Aza is trying. She is trying to be a good daughter, a good friend, a good student, and maybe even a good detective, while also living within the ever-tightening spiral of her own thoughts.
Tackling the issue of mental health is not an easy task and yet, John Green interweaves the challenges and thought processes seamlessly in this young adult novel. Recalling the emotional attachment I had with Hazel Grace and Augustus Waters in The Fault in Our Stars, I could speak to similar feelings with Aza Holmes and Davis Pickett. As readers, we follow the thought spirals Aza encounters in moments of anxiety, stress, and unfamiliarity – “The thing about a spiral is, if you follow it inward, it never actually ends. It just keeps tightening, infinitely” (Green 7). Explaining this to her best friend Daisy later in the story enables us to dive deeper into what those feelings of overwhelming proportions are like. The riff between them as well as the distance created with Davis, causes Aza to come to terms with what she calls the dragon as they are inseparable.

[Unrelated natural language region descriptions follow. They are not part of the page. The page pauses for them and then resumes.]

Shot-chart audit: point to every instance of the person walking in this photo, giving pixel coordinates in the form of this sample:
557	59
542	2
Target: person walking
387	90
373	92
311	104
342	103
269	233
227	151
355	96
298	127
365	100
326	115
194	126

There were several existential thoughts shared and reflected on in both Aza’s and Davis’s perspective that deserve looking into. Davis’s blog revealed thought-provoking statements such as “The worst part of being truly alone is you think about all the times you wished that everyone would just leave you be. Then they do, and you are left being, and you turn out to be terrible company” (Green 186). As an introvert, I have felt this numerous times and start to question whether or not I am pushing people away and if I am, then for what? Another thought was, “I kept thinking about how the sky is a singular noun, as if it’s one thing. But the sky isn’t one thing. The sky is everything. And last night, it was enough” (Green 57). Reflecting on what is really important and the bigger picture of who we are.
Having an identity or feeling real in what may seem fiction is an underlying theme expressed with Aza’s thought, “What was my part in this play? The Sidekick. I was Daisy’s Friend, or Ms. Holmes’s Daughter. I was somebody’s something” (Green 3). However, being seen for who you are makes a world of difference, even at a young age where everything seems to be falling apart around you – “(b)ecause we were looking at the same sky together, which is maybe more intimate than eye contact anyway. Anybody can look at you. It’s quite rare to find someone who sees the same world you see” (Green 9).
A quick and insightful read at a time where mental health is becoming more prevalent in our society, John Green does not disappoint!